Handwritten Digit Recognition by Convolutional Neural Network

This is a demonstration of my JavaScript-based Convolutional Neural Network. Draw a digit from 0 to 9 in the left box, and the network will attempt to recognize it. The system evaluates your drawing after each stroke (mouse button up), so expect incorrect intermediate results if you draw your digit using more than one stroke. Because the pre-processing of your input records and scales strokes, rather than downsampling the canvas bitmap directly, building up a drawing from short dashes or dots may not give accurate classification.

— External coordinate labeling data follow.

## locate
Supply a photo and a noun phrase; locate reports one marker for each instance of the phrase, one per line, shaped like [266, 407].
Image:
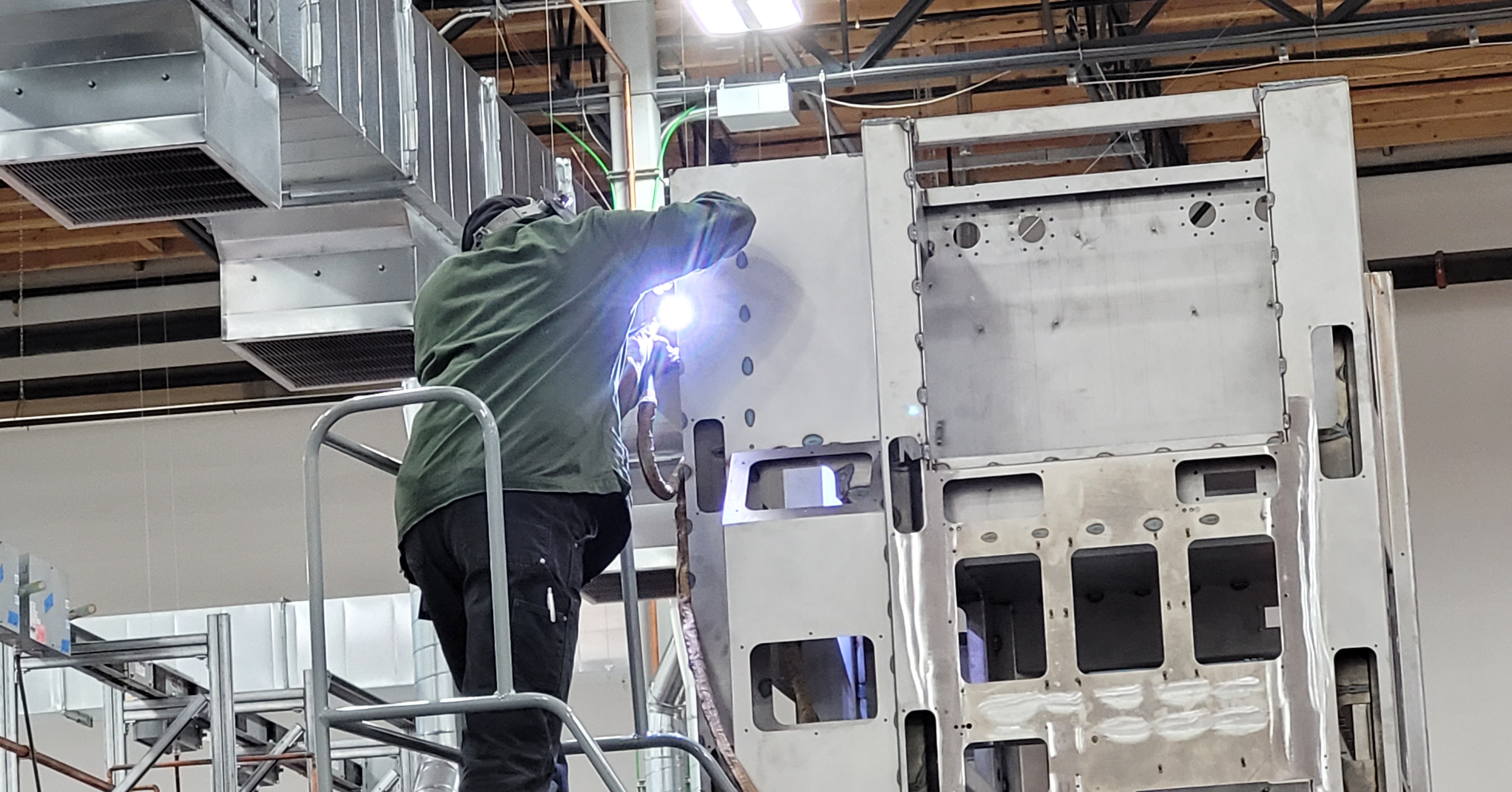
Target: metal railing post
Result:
[630, 590]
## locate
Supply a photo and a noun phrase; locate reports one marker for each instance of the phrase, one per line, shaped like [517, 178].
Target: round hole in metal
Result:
[1032, 229]
[1202, 214]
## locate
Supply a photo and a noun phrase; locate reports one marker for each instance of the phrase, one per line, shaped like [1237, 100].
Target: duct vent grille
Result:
[135, 187]
[356, 359]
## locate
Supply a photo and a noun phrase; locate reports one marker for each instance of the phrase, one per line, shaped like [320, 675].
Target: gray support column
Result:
[223, 710]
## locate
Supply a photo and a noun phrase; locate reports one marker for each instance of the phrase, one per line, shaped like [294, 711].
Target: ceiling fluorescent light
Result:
[717, 17]
[728, 19]
[775, 14]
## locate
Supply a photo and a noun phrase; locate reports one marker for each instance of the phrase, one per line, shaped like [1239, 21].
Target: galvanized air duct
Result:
[120, 113]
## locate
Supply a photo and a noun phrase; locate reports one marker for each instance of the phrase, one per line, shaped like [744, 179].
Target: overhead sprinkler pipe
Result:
[625, 97]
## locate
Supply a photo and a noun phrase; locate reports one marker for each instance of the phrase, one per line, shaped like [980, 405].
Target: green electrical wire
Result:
[672, 129]
[592, 153]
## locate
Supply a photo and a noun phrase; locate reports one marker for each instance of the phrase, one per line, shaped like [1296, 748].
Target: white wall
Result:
[1457, 382]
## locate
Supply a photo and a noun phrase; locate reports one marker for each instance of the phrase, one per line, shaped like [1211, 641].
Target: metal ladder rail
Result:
[642, 740]
[323, 717]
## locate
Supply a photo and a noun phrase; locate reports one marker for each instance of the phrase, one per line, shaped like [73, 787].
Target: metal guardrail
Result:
[359, 720]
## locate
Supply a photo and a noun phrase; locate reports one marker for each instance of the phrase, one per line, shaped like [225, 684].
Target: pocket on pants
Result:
[540, 634]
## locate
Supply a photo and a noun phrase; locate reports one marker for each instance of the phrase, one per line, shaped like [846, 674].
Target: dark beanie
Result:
[486, 214]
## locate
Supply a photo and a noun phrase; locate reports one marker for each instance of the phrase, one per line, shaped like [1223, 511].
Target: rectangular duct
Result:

The associated training page for this network is here: digittraining.html

Confidence: 0%

Note: This demo uses ES6 features and will not run in Safari 9.x. Try Chrome 52+, Firefox 50+.

But this has been done before...

Yes, well, sort of. It is a classic dataset now, and one that thousands have tested CNNs on. There are a couple of other demos similar to this one on the web already, but what makes this one a little different is that I've coded the full CNN in JavaScript--forward and backward passes--and the demo above was trained on the same codebase it's running on now. The other online demos I've found that let you draw digits for recognition have only the forward implementation in JavaScript, and their network was trained externally in a commercial product like MATLAB or TensorFlow and imported into JS. Andrej Karpathy's ConvNetJS is the only other complete JavaScript CNN implementation that I'm aware of.

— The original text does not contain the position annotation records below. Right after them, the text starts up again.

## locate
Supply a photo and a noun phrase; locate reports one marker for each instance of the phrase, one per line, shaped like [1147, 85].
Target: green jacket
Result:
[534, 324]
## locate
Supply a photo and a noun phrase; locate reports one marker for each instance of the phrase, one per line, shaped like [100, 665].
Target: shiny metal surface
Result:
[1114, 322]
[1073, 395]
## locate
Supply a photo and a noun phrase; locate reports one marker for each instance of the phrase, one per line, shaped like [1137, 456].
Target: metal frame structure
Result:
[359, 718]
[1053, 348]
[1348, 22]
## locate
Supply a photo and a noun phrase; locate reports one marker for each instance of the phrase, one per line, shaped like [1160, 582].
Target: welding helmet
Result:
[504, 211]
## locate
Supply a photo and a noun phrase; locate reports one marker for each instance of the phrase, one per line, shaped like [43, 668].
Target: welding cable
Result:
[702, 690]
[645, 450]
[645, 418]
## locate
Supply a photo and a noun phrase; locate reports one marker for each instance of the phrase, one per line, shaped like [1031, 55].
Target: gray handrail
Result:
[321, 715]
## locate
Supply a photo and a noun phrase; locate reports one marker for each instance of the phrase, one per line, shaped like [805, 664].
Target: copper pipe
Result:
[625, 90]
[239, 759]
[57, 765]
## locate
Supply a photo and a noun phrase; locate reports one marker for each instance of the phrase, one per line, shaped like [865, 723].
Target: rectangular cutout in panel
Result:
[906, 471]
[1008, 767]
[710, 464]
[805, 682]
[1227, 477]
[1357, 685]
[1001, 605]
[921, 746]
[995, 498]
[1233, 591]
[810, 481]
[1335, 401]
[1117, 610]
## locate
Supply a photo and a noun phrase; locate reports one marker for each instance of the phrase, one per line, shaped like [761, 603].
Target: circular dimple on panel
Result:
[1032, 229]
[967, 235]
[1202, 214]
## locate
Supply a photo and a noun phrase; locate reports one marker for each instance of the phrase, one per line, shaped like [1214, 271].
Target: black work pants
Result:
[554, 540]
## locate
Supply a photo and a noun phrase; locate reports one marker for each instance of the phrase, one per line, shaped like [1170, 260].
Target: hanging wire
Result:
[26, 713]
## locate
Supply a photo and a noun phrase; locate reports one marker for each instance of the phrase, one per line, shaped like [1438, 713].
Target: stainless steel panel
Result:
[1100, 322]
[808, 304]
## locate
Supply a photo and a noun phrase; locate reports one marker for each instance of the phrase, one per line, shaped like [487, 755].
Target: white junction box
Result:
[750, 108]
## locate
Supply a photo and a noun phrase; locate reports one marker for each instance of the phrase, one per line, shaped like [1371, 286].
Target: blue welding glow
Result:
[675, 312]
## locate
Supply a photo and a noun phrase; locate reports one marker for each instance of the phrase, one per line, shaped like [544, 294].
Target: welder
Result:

Because my motivation for doing this project is to learn about how these things work at the most fundamental level, and because deriving and implementing the gradient descent training of the network is where the real math is, I decided not to cut any corners and to intentionally re-invent the wheel for my own understanding. You can see my somewhat crude training page here: digittraining.html This network instance has been trained on the MNIST set of 60,000 handwritten digit images, and scores approximately 98% accuracy on the associated set of 10,000 validation images.

So, what is this doing?

The images you draw in the box above are being fed into a Convolutional Neural Network that I wrote in JavaScript/ES6 and trained on the MNIST dataset of handwritten digits. The network consists of digital filters that started out (prior to training) initialized with random values in their kernels. The network "learns" to distinguish the features of digits by a negative feedback process known as gradient descent. Labeled example digits are fed into the network, and any error in their classification is used to tune the network--making small adjustments to values in the filter kernels and to the weights of connections to the output layer--to produce a more accurate score. This is repeated for tens of thousands of example digit images, until the network has converged on a set of filters that can accurately differentiate between all 10 digits.

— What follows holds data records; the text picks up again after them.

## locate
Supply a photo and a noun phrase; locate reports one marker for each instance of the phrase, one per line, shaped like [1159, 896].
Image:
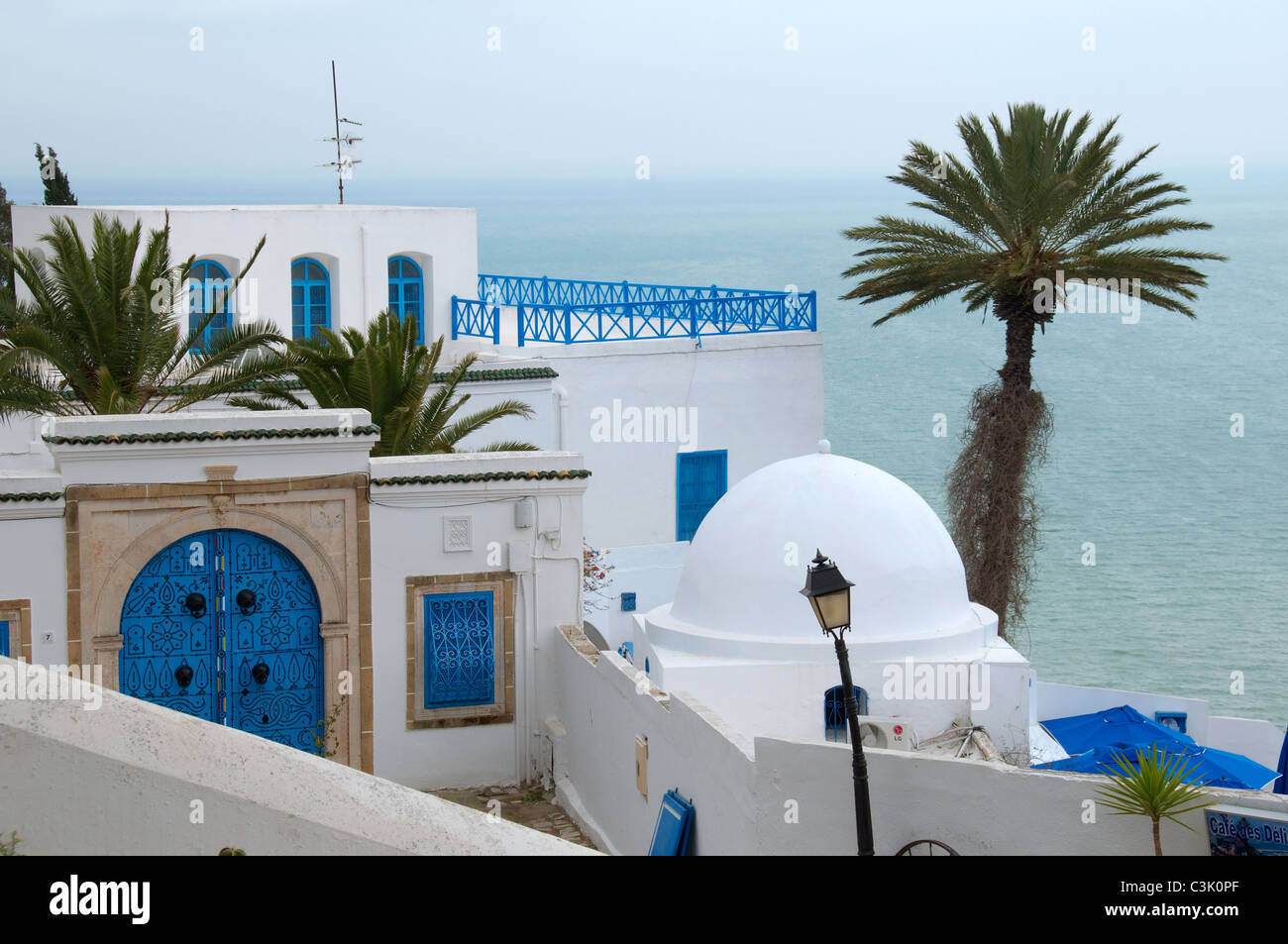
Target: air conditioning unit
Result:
[888, 733]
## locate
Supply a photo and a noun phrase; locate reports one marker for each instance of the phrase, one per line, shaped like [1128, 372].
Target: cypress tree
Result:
[58, 189]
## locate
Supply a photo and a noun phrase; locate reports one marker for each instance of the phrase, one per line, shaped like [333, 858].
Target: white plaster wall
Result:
[760, 398]
[648, 571]
[34, 567]
[1253, 738]
[407, 540]
[124, 781]
[794, 797]
[690, 749]
[360, 240]
[21, 446]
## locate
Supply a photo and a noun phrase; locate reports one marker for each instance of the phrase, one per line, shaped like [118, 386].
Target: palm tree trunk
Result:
[1009, 454]
[1018, 371]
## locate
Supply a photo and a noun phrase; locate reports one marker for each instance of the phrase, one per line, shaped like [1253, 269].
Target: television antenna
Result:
[343, 162]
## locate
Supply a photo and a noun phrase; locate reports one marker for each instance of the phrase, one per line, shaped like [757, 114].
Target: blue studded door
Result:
[223, 625]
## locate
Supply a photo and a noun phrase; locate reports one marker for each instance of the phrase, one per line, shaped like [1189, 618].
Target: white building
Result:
[426, 614]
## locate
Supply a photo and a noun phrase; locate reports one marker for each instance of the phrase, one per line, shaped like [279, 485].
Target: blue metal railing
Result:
[575, 310]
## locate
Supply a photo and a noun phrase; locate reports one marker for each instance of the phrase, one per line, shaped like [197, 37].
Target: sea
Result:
[1163, 515]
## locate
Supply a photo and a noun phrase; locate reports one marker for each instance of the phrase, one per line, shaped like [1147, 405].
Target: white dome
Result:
[747, 562]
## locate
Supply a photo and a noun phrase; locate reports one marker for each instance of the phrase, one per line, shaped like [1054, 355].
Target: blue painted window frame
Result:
[307, 314]
[201, 296]
[835, 723]
[487, 653]
[400, 281]
[682, 531]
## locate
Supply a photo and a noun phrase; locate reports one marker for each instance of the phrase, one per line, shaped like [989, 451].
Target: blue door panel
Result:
[700, 479]
[163, 640]
[279, 631]
[261, 610]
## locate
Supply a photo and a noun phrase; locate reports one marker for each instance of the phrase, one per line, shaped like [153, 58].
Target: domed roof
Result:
[747, 561]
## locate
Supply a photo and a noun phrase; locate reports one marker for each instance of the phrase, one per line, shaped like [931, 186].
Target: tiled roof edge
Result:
[207, 436]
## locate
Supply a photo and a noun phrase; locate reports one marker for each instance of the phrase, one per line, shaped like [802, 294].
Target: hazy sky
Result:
[583, 89]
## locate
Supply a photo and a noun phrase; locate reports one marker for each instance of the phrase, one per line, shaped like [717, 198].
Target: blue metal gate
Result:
[223, 625]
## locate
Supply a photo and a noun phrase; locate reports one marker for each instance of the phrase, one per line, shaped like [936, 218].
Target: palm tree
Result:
[391, 376]
[1035, 204]
[1153, 786]
[102, 335]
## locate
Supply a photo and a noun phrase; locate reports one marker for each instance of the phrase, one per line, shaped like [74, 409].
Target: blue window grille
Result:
[310, 297]
[459, 649]
[209, 290]
[835, 724]
[407, 292]
[700, 478]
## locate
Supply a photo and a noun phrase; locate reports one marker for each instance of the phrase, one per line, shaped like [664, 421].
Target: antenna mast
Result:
[343, 163]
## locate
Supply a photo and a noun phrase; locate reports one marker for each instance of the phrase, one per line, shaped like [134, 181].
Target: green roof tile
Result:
[484, 476]
[210, 436]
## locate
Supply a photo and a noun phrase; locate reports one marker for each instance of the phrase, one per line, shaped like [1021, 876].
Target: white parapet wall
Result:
[130, 778]
[794, 796]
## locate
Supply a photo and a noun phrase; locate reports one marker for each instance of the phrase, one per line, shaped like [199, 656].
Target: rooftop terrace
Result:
[518, 310]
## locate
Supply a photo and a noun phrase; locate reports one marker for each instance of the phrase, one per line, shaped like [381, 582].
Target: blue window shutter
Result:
[459, 649]
[406, 286]
[310, 297]
[207, 291]
[700, 479]
[835, 723]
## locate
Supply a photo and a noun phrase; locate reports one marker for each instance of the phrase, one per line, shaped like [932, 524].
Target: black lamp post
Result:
[828, 592]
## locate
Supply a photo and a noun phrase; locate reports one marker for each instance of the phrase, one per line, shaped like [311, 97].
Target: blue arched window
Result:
[310, 297]
[835, 724]
[407, 292]
[209, 290]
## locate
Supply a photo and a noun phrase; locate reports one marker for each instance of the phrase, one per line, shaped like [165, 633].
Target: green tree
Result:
[387, 373]
[58, 189]
[5, 244]
[1154, 786]
[102, 335]
[1035, 204]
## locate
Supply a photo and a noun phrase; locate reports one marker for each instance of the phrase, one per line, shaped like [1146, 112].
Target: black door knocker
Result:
[246, 601]
[194, 604]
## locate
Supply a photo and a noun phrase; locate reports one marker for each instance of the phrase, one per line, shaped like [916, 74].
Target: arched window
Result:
[835, 724]
[310, 297]
[407, 292]
[209, 290]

This network's architecture

The network analyzing the digits consists of:

The input image pre-processor, which crops your drawing down to a 24x24 pixel input image, redrawing it with a thinner stroke if it does not fill the box
A convolution layer with (10) 5x5x1 filter kernels, ReLU activation
A modified¹ max pooling layer, 2x2 with strides of 2
A convolution layer with (20) 5x5x10 filter kernels, ReLU activation
A modified max pooling layer, 2x2 with strides of 2
A fully-connected layer with 10 units with soft-max activation

During training of the network, I used a small amount of input image augmentation suggested by Andrej Karpathy in the notes accompanying his MNIST example here: http://cs.stanford.edu/people/karpathy/convnetjs/demo/mnist.html A random 24x24 crop is taken from each of the 28x28 digit images. The network was trained using 2 passes of the dataset, a total of 120,000 impressions.

¹I've implemented the max pool layers to backpropagate error evenly to all input pixels that attained the maximum during training, when there is more than one, rather than the more traditional approach of randomly selecting one when this occurs.